Díaz-Canel recalled his past as a youth leader during the Special Period and compared that crisis with the current one, presenting bicycles as a symbol of generational resilience.
"On bicycles, we went to universities, on bicycles, we went to activities, on bicycles, we went to work, on bicycles, we did volunteer work and connected with different sectors," recalled Díaz-Canel, who was the second secretary of the National Committee of the UJC during the 1990s. The curious detail is that, in the current crisis in the country, there aren't even bicycles available at affordable prices for those who wish to use them for transportation.
When asked what he would say to a young person he wished to inspire for a cause like that of Cuba, the leader replied, "What Carlos Marx said: 'happiness is in the struggle.'" He later emphasized that youth work, the more arduous it is, the more uplifting it becomes. However, successive generations of young people on the Island are quite weary of exaltations, hard struggles, sacrifices, and more sacrifices without seeing the results of a better life.
At another point in his dialogue with the official newspaper, Díaz Canel condensed his "message for the children, adolescents, and young people of Cuba today" into a repeated verb: "Study, study, study." And immediately afterward, citing Ernesto Che Guevara, he reminded them that "the Revolution is what matters." What is the purpose of studying? Thousands of young professionals on the Island, whose salaries barely allow them to make ends meet for a week, might respond.
The contrast between the president's "revolutionary" rhetoric and the reality of the newest generation in today's Cuba is stark.
It is estimated that more than one million Cubans have left the island since 2021, the majority being young people between the ages of twenty and forty, reducing the estimated population to between 8.6 and 9.3 million inhabitants.
According to the Cuban Observatory of Human Rights, 78% of nationals express a desire to emigrate, while 89% live in extreme poverty, according to a study published in 2025.
The very organization that Díaz-Canel leads and currently calls upon reflects this disenchantment: the UJC went from 609,000 members in 2007 to 415,000 in 2024, a loss of more than 200,000 affiliates in 17 years.
The young people who stay and protest face direct repression from the State.
On March 13, 2026, dozens of young people took to the streets of Morón, Ciego de Ávila, shouting "Freedom!" and "Homeland and Life" in response to the blackouts and shortages, resulting in five arrests and one injury.
Three days later, 16-year-old Jonathan David Muir Burgos was arrested and faces charges of sabotage with preventive detention since April 2. The Provincial Court of Ciego de Ávila denied his habeas corpus on March 25. Christian de Jesús Crespo Álvarez, also 16 years old, was detained on March 18 after being identified in videos of the same protests.
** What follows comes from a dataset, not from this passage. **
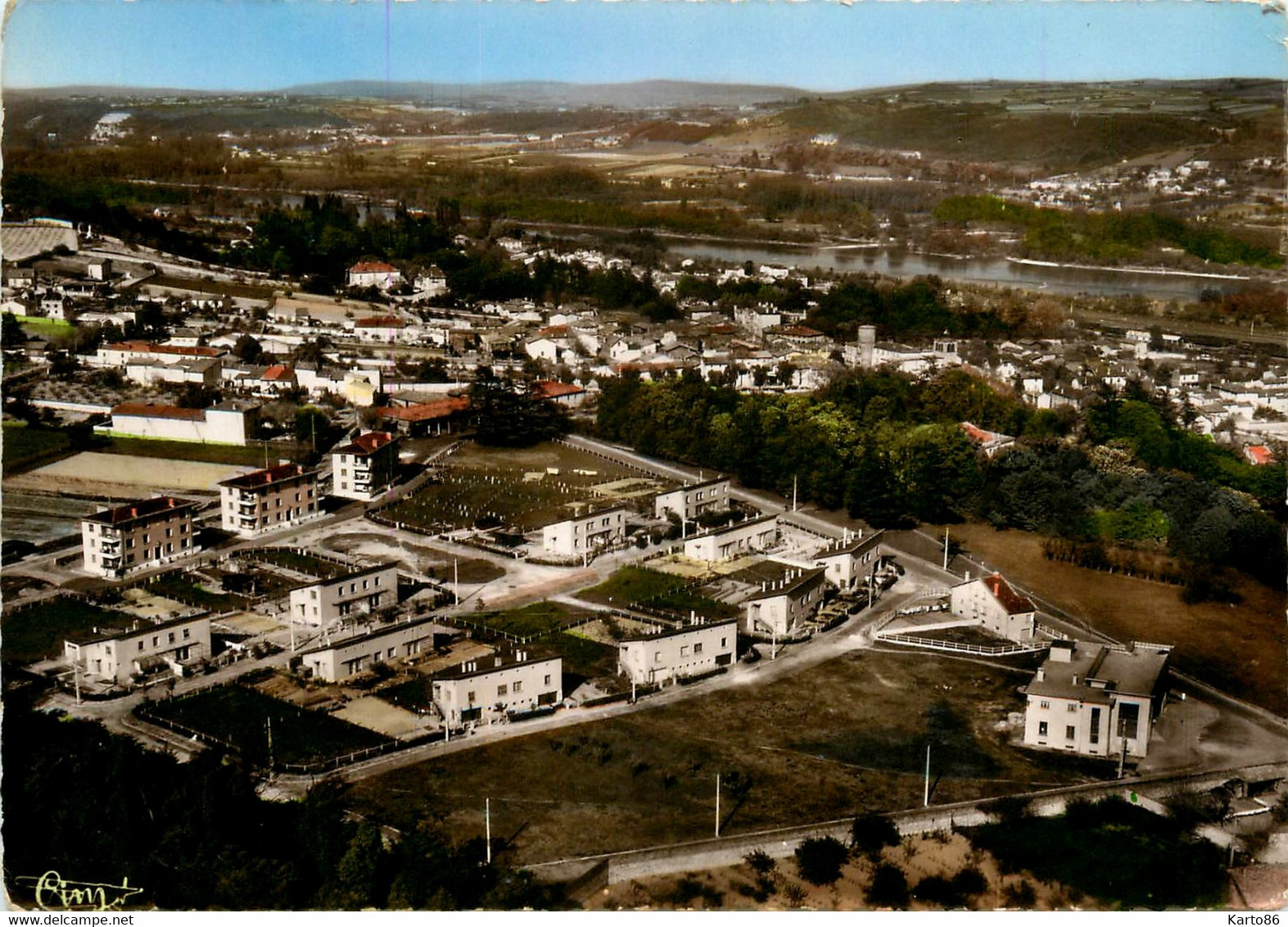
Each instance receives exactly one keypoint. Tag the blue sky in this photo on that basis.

One day before Díaz-Canel's interview, the government announced the pardon of 2,010 prisoners. However, activists and independent civil society organizations have warned that those being released are common prisoners, none of whom are political.
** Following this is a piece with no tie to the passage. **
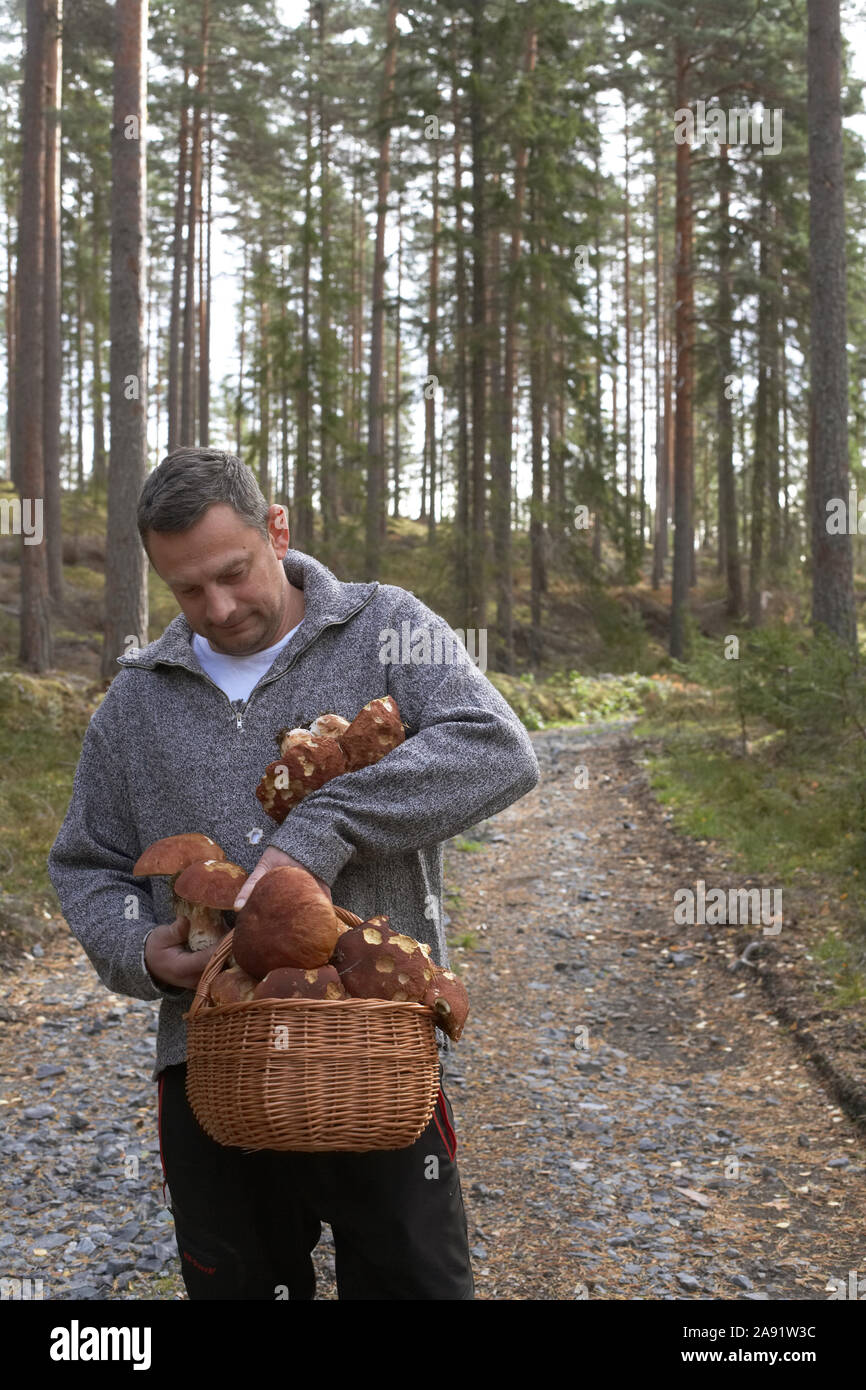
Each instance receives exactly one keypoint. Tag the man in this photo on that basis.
(270, 638)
While the president urges young people to approach life with "responsibilities, sacrifices, and attitudes," Cuba has experienced six nationwide blackouts since December 2024, the most recent occurring on March 21st.
It was precisely the darkness, the weariness, the feeling of being without horizons that drove the youth of Morón to take to the streets, shouting for freedom—a sentiment that encapsulates what the official discourse refuses to acknowledge.